Paint Thinner’s New Noisy Punk Takes Listeners On An Immersive Journey

Paint Thinner provide a dynamic portrait of angst that draws you right in on their debut full-length, The Sea of Pulp, available now via ŌBLĒK. The band play an almost surprisingly varied brand of music, sitting somewhere between American noise rock like The Jesus Lizard and post-punk that evokes overseas connotations. They freely pull from a range of styles, crafting a brand of reserved punk that’s noisy in just the right ways and feels fresh. In their latest tracks, the band ultimately use that full sonic palette to paint an intriguing picture that takes the listener both up and down a mountain of intensity, and through the whole process, the listener easily wants to hear what comes next. The Sea of Pulp feels very intertwined with straight-up storytelling, which emerging in the midst of Paint Thinner’s musical cacophony, provides for a memorable picture.

At the same time, the music proves rather captivating on a base level.
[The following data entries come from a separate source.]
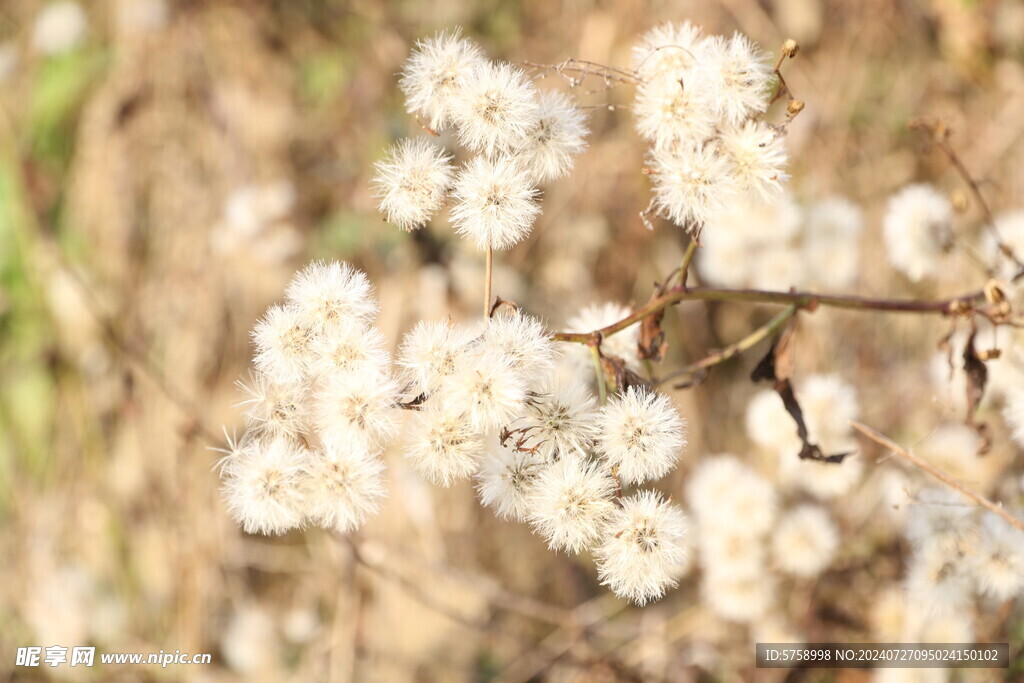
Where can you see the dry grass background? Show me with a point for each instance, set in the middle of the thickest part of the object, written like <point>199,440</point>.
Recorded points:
<point>118,159</point>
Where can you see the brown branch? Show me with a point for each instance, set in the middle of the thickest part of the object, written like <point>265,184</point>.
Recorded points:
<point>937,473</point>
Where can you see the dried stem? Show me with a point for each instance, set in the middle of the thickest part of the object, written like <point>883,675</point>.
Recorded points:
<point>937,473</point>
<point>731,351</point>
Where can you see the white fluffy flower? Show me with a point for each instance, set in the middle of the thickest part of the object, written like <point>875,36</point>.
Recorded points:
<point>263,485</point>
<point>327,294</point>
<point>274,409</point>
<point>487,390</point>
<point>759,158</point>
<point>644,548</point>
<point>804,541</point>
<point>641,434</point>
<point>561,419</point>
<point>736,75</point>
<point>692,183</point>
<point>570,504</point>
<point>434,73</point>
<point>667,49</point>
<point>918,228</point>
<point>496,109</point>
<point>442,445</point>
<point>495,203</point>
<point>431,351</point>
<point>284,340</point>
<point>997,564</point>
<point>505,481</point>
<point>557,138</point>
<point>412,182</point>
<point>343,487</point>
<point>359,415</point>
<point>671,111</point>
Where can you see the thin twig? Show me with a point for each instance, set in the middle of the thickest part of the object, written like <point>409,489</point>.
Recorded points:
<point>937,473</point>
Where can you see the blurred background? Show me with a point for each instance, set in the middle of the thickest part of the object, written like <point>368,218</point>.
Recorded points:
<point>166,165</point>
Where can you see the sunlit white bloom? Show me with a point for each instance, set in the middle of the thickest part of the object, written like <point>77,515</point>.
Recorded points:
<point>263,485</point>
<point>804,541</point>
<point>644,550</point>
<point>60,27</point>
<point>283,339</point>
<point>505,481</point>
<point>561,418</point>
<point>571,503</point>
<point>692,183</point>
<point>736,74</point>
<point>358,416</point>
<point>353,351</point>
<point>552,145</point>
<point>431,351</point>
<point>495,109</point>
<point>487,390</point>
<point>738,598</point>
<point>668,49</point>
<point>641,434</point>
<point>412,182</point>
<point>622,344</point>
<point>918,228</point>
<point>343,487</point>
<point>274,409</point>
<point>435,72</point>
<point>759,158</point>
<point>671,110</point>
<point>725,494</point>
<point>521,341</point>
<point>331,293</point>
<point>997,563</point>
<point>441,443</point>
<point>495,203</point>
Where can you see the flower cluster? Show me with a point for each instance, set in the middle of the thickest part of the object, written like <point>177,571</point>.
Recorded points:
<point>516,138</point>
<point>697,107</point>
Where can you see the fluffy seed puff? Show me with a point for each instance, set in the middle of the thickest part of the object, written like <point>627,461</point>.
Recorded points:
<point>644,550</point>
<point>918,228</point>
<point>495,109</point>
<point>571,504</point>
<point>557,138</point>
<point>434,74</point>
<point>413,181</point>
<point>495,203</point>
<point>641,435</point>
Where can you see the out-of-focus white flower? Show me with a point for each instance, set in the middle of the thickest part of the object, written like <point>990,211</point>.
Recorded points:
<point>570,504</point>
<point>435,72</point>
<point>442,445</point>
<point>641,434</point>
<point>692,183</point>
<point>343,487</point>
<point>263,485</point>
<point>60,27</point>
<point>552,145</point>
<point>736,75</point>
<point>431,351</point>
<point>329,294</point>
<point>668,49</point>
<point>671,111</point>
<point>918,227</point>
<point>495,109</point>
<point>495,203</point>
<point>759,158</point>
<point>412,181</point>
<point>644,548</point>
<point>506,480</point>
<point>997,563</point>
<point>804,541</point>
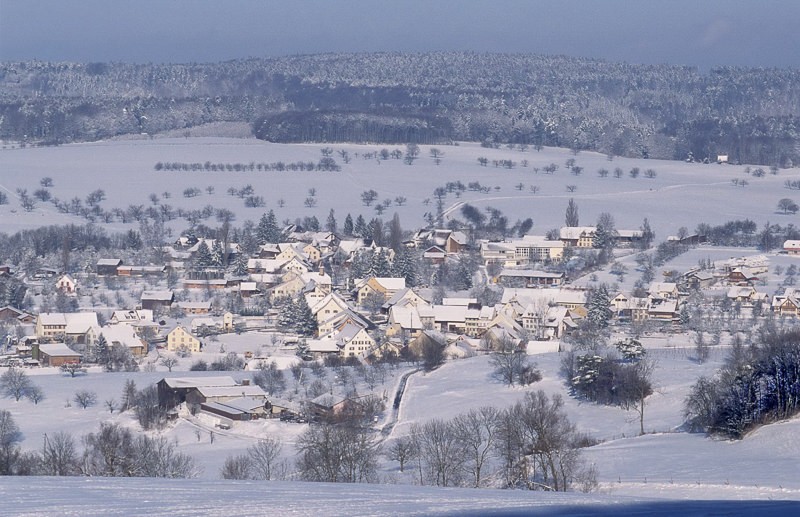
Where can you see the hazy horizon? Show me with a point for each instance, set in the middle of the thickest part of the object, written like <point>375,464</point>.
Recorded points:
<point>681,32</point>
Repeatedly, the band turn to rather lengthy instrumental passages, letting the musical “anxiety” stand on its own and allowing for the listener to draw their own conclusions — including that it might even be time to move around. The fact that they’ve maintained striking melodic draws while crafting a sort of noisy soundscape and ultimately very experiential record should be commended.

There’s a very ethereal feel that permeates each element of the band’s music to the point of the songs feeling rather connected to an enveloping sense of “place.” The band are from Detroit, which is of course a rather large and bustling metropolis, and considering that, The Sea of Pulp feels like an attempt to craft some kind of order from the wreckage that the city and all that it stands for might wreak. There’s a personal emotional slant to the music, but it’s ultimately broader than that, as if they’re drawing from some of the same pools that sparked angry punk in the U.S. and overseas in recent decades and have simply been updated to correspond to the times. Thanks to the decades of familiarity with modern decadence and the like, the anger easily becomes something that simmers under the surface, and The Sea of Pulp provides a clear assessment of our place in that situation that turns the mess into something very interesting.